Critically, growth promotion was absent in P2X7-deficient cell variants and was restored by stable P2X7 transfection, providing genetic evidence for receptor specificity. The all-D enantiomer of LL-37 retained full growth-promoting activity, ruling out a conventional ligand-receptor binding model dependent on chirality and suggesting that physical membrane perturbation by the amphipathic helix gates P2X7 channel activity. Scrambled peptide sequences of identical amino acid composition but lacking helical structure were inactive, confirming that three-dimensional amphipathic architecture is required.

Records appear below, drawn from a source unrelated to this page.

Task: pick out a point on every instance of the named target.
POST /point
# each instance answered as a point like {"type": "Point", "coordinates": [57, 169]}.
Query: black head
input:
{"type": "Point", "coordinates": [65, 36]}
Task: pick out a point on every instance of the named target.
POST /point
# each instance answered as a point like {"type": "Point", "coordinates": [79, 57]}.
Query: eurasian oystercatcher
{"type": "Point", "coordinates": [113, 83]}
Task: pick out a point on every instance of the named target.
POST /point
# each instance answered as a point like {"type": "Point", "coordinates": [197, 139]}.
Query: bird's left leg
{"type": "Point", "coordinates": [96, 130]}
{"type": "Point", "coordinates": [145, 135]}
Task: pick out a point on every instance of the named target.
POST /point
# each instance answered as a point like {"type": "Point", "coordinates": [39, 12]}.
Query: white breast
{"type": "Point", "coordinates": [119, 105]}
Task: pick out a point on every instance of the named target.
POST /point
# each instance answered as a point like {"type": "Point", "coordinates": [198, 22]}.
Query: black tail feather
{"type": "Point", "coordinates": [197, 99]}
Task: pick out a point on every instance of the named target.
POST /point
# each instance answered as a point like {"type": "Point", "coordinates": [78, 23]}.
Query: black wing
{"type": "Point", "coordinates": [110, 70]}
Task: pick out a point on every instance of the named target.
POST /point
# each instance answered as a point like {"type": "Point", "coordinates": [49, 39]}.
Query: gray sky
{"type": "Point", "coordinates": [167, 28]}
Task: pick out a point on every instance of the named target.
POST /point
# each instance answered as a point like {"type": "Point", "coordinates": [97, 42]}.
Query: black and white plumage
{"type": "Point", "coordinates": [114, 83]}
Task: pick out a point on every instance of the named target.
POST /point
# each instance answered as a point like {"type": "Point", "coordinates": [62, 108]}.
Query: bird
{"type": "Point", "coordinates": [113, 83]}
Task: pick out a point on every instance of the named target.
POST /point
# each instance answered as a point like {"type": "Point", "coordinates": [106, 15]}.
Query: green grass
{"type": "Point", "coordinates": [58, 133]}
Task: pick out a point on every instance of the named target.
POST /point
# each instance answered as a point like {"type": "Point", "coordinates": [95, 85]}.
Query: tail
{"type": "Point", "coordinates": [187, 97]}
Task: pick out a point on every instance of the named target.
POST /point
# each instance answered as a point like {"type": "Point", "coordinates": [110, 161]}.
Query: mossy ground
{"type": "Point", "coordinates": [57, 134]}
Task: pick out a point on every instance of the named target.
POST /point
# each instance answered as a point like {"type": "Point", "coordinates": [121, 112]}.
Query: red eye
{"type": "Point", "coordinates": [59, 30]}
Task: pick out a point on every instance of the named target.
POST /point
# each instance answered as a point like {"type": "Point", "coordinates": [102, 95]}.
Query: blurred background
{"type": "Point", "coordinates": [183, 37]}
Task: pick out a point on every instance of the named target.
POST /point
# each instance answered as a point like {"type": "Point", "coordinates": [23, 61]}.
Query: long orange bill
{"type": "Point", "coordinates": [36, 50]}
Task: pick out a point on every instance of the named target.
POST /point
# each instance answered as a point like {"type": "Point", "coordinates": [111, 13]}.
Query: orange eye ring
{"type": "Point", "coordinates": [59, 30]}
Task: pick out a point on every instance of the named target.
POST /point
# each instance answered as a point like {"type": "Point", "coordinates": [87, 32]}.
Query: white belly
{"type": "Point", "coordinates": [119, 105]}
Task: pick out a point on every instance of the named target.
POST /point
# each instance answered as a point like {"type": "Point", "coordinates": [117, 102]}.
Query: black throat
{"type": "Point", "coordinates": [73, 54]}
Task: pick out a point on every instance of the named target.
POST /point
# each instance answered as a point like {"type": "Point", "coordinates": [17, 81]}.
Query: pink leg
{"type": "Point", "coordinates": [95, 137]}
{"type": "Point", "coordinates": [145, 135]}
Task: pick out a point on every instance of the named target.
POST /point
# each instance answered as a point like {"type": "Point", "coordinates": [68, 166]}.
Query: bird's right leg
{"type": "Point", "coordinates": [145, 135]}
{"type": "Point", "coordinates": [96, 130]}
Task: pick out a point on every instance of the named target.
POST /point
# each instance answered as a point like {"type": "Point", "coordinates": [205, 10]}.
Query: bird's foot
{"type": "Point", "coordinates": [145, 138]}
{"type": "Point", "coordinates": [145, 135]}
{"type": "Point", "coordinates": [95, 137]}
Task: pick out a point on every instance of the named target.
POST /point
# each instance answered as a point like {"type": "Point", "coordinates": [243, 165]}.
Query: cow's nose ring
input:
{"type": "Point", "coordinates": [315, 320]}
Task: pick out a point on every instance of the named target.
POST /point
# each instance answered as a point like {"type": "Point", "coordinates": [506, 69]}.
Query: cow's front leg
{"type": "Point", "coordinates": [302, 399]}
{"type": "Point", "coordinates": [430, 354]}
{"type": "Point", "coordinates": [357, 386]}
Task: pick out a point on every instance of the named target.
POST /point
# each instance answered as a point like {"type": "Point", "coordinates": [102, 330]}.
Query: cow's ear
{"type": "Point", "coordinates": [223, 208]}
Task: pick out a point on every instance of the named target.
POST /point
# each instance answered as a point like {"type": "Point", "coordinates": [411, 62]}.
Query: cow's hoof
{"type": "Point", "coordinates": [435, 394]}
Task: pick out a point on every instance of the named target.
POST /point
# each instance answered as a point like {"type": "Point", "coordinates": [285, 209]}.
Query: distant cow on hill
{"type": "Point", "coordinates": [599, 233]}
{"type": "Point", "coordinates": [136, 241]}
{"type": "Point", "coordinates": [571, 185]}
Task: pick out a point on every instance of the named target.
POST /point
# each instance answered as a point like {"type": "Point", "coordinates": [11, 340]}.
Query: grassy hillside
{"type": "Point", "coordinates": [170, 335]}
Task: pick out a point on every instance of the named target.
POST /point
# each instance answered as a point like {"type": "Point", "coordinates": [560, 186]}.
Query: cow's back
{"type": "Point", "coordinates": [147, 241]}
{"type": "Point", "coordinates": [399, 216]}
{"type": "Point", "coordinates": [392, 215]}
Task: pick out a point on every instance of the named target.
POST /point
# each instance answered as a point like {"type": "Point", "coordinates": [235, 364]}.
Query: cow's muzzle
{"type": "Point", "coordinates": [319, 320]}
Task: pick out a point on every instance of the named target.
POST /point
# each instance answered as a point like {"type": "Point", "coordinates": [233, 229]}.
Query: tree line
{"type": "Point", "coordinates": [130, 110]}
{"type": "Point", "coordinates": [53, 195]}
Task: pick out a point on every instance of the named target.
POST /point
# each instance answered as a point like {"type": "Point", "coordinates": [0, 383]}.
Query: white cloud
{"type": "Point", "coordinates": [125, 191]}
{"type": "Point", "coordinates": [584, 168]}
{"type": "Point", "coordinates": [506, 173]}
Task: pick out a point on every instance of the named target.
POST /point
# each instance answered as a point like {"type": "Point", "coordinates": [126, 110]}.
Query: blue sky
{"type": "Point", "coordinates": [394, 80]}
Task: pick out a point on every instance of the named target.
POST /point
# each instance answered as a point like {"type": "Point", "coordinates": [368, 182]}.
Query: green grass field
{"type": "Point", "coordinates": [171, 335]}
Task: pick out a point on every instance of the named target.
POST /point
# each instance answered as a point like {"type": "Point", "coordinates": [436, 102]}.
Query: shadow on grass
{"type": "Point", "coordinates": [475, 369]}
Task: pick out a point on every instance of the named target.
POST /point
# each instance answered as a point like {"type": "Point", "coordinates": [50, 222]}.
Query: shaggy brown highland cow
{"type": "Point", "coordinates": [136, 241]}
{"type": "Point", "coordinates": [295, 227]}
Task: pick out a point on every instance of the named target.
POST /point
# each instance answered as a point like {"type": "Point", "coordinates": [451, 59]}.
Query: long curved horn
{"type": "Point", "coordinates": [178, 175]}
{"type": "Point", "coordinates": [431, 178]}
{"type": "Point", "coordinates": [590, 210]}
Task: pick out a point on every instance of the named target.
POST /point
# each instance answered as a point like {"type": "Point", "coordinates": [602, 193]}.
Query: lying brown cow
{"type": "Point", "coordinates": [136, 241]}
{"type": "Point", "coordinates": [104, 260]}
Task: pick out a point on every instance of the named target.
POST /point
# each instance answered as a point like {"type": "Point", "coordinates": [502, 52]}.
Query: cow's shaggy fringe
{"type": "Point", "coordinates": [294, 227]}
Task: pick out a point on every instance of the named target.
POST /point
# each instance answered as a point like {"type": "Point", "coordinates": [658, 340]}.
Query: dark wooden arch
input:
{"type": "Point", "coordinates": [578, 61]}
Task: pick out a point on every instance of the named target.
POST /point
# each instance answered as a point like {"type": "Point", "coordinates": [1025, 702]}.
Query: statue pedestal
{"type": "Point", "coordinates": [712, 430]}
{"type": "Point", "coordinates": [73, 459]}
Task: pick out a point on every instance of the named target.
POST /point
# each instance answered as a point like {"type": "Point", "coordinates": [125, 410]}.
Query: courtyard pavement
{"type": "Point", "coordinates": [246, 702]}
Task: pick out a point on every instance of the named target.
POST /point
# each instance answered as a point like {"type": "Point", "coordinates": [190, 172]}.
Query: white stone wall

These findings carry dual implications for healing research: LL-37 may accelerate re-epithelialization via P2X7-dependent keratinocyte proliferation, but the same mechanism has potential relevance to neoplastic growth promotion in epithelial cancers, an important caveat for experimental design. In-vitro proliferation assays with LL-37 in cancer cell lines should account for this P2X7-mediated pathway.

Pharmacokinetics

The pharmacokinetic profile of LL-37 in research contexts is characterized by rapid proteolytic degradation and limited systemic exposure after peripheral administration, properties that substantially influence experimental design choices.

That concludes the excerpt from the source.